A: Here is a link to a sample Word Document. In IE and on XP, by default it will open in the browser. I agree - very annoying. To change:

  1. Open the Windows Explorer and click on My Computer
  2. From the Tools menu, select Folder Options
  3. Select the File Types tab, wait for the Registered file types section to populate, then scroll down to DOC.
  4. Press the Advanced button and remove the check box from the "Browse in same window" option.
  5. Press OK, then Close to exit back to the Explorer

You may need to reload the page to reset the action, but subsequent openings of the Word document link will allow you to save to disk, or open in an external application.
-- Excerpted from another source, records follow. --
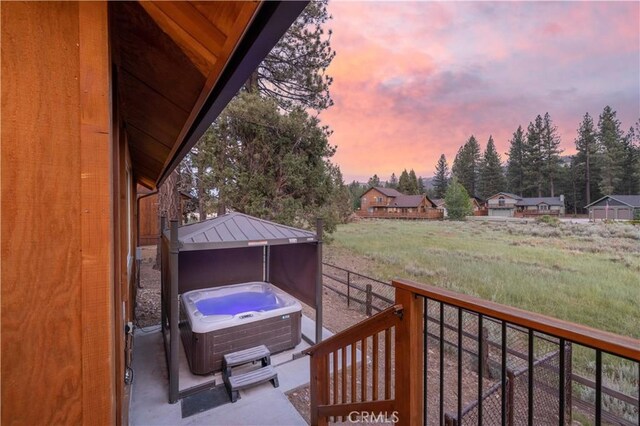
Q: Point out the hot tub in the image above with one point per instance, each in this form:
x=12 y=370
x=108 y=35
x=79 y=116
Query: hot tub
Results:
x=235 y=317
You can also do this manually by adding the below to the registry:

[HKEY_CLASSES_ROOT\Word.Document.8]
"BrowserFlags"=DWORD:00000008

For Vista users, the opposite is the default; the document will open in Word, not the browser. If you want to change this, you're out of luck as Vista has done away with the file types management XP allowed. You have to manually go into the registry and delete the value. Be warned however, this will allow the document to open in the browser, but Word will visibly open as well.



Q: I see that there is a command line method for clearing the temporary internet files in IE7. Is there one for IE6?
 
A: Some form of a RunDLL32 command would be nice, but alas, the answer is 'not natively'.

You can go a third-party route and check out IECache from Optimumx.com.  This little freebee lets you display or delete the IE cache from version 3 on up.  It comes with the ability to filter what you delete, so you can save things such as cookies while deleting the rest.